Michele Murolo

Personal information
- Date of birth: 27 November 1983 (age 41)
- Place of birth: Naples, Italy
- Height: 1.87 m (6 ft 1+1⁄2 in)
- Position(s): Defender

Team information
- Current team: Nola

Senior career*
- Years: Team / Apps / (Gls)
- 2002–2010: Marcianise / 194 / (6)
- 2010–2011: Salernitana / 18 / (1)
- 2011–2012: Spezia / 21 / (1)
- 2012–2014: Juve Stabia / 37 / (2)
- 2014: Vicenza / 7 / (0)
- 2014–2016: Casertana / 48 / (6)
- 2017–2021: Carrarese / 60 / (5)
- 2021–2022: Paganese / 22 / (2)
- 2022–2023: Afragolese / 17 / (1)
- 2023-: Nola / 0 / (0)

= Michele Murolo =

Italian footballer (born 1983)

Michele Murolo (born 27 November 1983) is an Italian professional footballer who plays for Eccellenza club Nola.

==Biography==
Born in Naples, Campania, Murolo started his career at Campania club Marcianise. The club promoted from Serie D (fifth division until 2014) to Serie C2 in 2005 (fourth division until 2014) and again from Serie C2 to Lega Pro Prima Divisione (ex–Serie C1). The club was excluded from 2010–11 season due to financial difficulties. Murolo left for another Campania club Salernitana in 2010, however the club also bankrupted at the end of season.

In 2011, he was signed by Ligurian club Spezia.

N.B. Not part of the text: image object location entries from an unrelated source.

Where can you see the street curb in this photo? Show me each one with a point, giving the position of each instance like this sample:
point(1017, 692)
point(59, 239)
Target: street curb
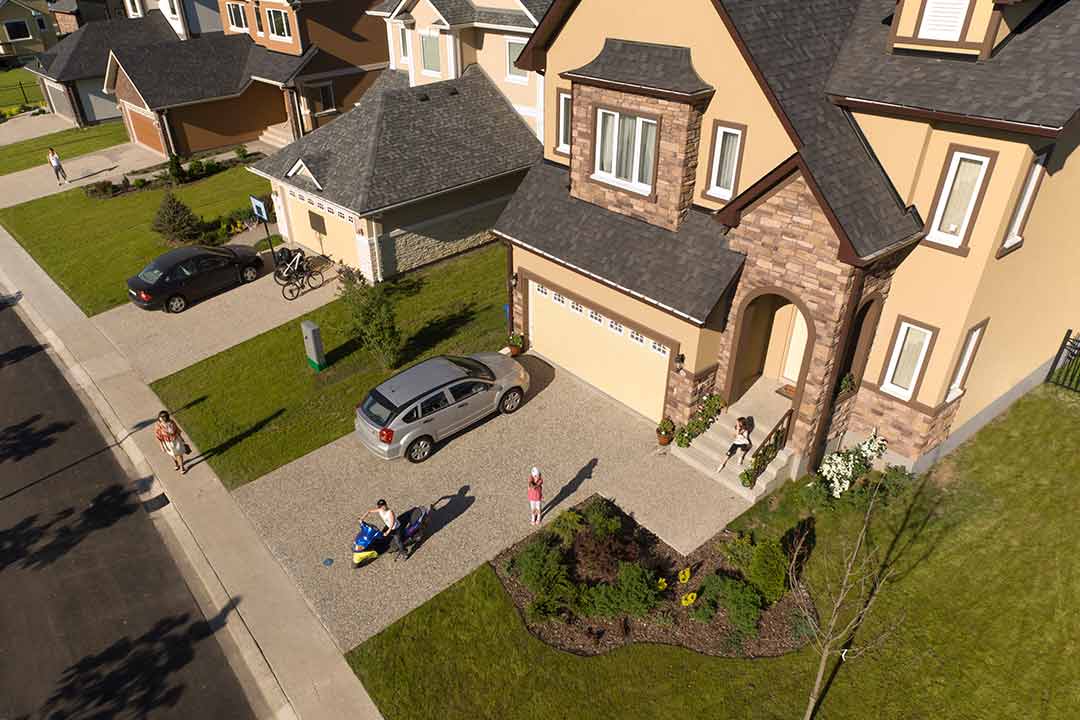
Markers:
point(270, 703)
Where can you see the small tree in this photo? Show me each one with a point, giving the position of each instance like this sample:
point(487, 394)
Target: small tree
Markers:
point(175, 221)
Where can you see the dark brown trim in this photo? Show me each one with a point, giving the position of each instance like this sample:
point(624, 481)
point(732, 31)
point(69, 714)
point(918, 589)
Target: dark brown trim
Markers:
point(717, 124)
point(526, 276)
point(934, 331)
point(920, 113)
point(1002, 250)
point(559, 90)
point(962, 249)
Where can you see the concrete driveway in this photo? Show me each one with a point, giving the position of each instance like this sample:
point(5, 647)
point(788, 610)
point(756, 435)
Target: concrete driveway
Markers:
point(158, 343)
point(108, 164)
point(583, 442)
point(26, 126)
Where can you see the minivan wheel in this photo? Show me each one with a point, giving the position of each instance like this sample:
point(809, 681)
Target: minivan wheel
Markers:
point(176, 303)
point(511, 401)
point(419, 449)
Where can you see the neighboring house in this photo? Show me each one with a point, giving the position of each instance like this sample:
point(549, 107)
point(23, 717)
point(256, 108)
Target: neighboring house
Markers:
point(72, 14)
point(278, 72)
point(420, 168)
point(27, 29)
point(72, 72)
point(824, 202)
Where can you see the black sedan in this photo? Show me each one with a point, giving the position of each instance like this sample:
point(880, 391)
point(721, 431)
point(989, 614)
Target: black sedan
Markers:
point(178, 277)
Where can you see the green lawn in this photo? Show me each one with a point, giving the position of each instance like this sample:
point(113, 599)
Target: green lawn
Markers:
point(258, 406)
point(12, 95)
point(67, 143)
point(989, 575)
point(90, 246)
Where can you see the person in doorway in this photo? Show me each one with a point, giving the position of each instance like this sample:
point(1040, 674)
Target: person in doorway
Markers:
point(54, 161)
point(536, 496)
point(742, 442)
point(171, 439)
point(392, 527)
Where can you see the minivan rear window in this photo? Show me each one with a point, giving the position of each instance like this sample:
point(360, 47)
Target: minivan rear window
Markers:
point(377, 408)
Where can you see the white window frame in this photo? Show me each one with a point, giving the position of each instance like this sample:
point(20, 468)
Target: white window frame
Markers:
point(565, 111)
point(512, 71)
point(439, 55)
point(611, 178)
point(714, 188)
point(229, 7)
point(935, 233)
point(287, 24)
point(898, 347)
point(1013, 236)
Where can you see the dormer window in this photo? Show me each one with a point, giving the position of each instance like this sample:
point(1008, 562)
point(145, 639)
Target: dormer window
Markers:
point(625, 150)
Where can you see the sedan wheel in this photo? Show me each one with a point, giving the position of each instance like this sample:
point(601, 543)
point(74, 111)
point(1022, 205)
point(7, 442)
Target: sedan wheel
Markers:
point(176, 303)
point(419, 449)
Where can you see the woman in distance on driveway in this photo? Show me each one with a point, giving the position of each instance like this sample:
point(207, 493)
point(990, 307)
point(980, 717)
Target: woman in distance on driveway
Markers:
point(172, 442)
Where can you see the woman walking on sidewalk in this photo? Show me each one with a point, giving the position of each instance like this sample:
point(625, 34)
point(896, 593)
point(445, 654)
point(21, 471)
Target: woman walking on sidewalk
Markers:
point(172, 442)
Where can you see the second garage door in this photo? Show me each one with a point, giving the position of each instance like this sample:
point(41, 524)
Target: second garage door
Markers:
point(623, 363)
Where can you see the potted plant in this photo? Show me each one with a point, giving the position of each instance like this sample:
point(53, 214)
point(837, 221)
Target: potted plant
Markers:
point(516, 343)
point(665, 431)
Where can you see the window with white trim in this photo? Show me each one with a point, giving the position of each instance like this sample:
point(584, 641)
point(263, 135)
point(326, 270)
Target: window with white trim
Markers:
point(17, 30)
point(943, 19)
point(278, 22)
point(429, 54)
point(514, 73)
point(1015, 234)
point(625, 150)
point(908, 355)
point(957, 202)
point(957, 386)
point(565, 100)
point(238, 18)
point(726, 148)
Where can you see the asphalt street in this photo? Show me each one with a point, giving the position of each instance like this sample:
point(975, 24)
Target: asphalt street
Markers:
point(95, 617)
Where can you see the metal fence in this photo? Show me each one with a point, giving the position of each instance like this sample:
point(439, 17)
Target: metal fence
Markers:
point(1065, 369)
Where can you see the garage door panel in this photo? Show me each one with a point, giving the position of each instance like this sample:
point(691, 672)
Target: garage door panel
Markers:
point(622, 363)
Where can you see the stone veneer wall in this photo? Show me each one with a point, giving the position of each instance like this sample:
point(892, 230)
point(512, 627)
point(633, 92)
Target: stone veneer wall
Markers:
point(679, 135)
point(791, 245)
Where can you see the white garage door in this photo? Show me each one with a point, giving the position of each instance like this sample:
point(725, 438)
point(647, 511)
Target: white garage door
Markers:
point(623, 363)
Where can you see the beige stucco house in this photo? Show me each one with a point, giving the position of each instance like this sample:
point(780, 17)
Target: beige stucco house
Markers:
point(856, 207)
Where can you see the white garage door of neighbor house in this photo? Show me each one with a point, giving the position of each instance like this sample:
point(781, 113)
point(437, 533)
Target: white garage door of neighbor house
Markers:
point(623, 363)
point(95, 102)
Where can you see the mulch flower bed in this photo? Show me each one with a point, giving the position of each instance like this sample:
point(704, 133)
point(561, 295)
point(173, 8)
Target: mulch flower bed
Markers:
point(593, 560)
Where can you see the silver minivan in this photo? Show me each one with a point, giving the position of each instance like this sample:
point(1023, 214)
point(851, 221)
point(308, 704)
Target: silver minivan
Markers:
point(431, 401)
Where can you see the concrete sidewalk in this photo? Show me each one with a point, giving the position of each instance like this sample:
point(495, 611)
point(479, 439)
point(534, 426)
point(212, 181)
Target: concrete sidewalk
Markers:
point(302, 657)
point(108, 164)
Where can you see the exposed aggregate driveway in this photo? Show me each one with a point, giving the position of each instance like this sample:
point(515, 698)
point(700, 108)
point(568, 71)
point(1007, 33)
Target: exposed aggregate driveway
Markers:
point(582, 440)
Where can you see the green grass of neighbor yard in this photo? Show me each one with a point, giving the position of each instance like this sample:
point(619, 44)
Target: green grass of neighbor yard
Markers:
point(258, 406)
point(91, 246)
point(988, 575)
point(67, 143)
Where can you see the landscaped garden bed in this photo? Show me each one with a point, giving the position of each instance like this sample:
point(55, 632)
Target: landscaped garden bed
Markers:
point(595, 580)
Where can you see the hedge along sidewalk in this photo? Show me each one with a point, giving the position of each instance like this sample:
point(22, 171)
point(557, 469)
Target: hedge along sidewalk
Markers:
point(67, 143)
point(258, 406)
point(91, 246)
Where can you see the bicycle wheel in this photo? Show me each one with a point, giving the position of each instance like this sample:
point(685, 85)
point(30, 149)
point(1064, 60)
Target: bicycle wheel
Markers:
point(291, 290)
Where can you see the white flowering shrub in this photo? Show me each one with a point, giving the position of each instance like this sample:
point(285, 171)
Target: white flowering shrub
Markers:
point(839, 470)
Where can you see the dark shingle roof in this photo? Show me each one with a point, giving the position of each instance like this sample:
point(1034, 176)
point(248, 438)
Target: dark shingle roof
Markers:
point(85, 52)
point(795, 43)
point(685, 271)
point(211, 66)
point(646, 65)
point(1034, 78)
point(401, 144)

He won promotion again, this time from the third division to Serie B. However, on 10 August 2012 he was released. Murolo immediately returned to Campania for fellow Serie B club Juve Stabia.

On 13 January 2014 he was signed by the third division club Vicenza in 1 1/2-year contract, with Angelo Di Stasio moved to opposite direction. 25 July 2014 he was signed by Casertana for free. In 2017, he was signed by Carrarese after a short trial period.

On 31 July 2021 he joined Paganese on a one-season deal.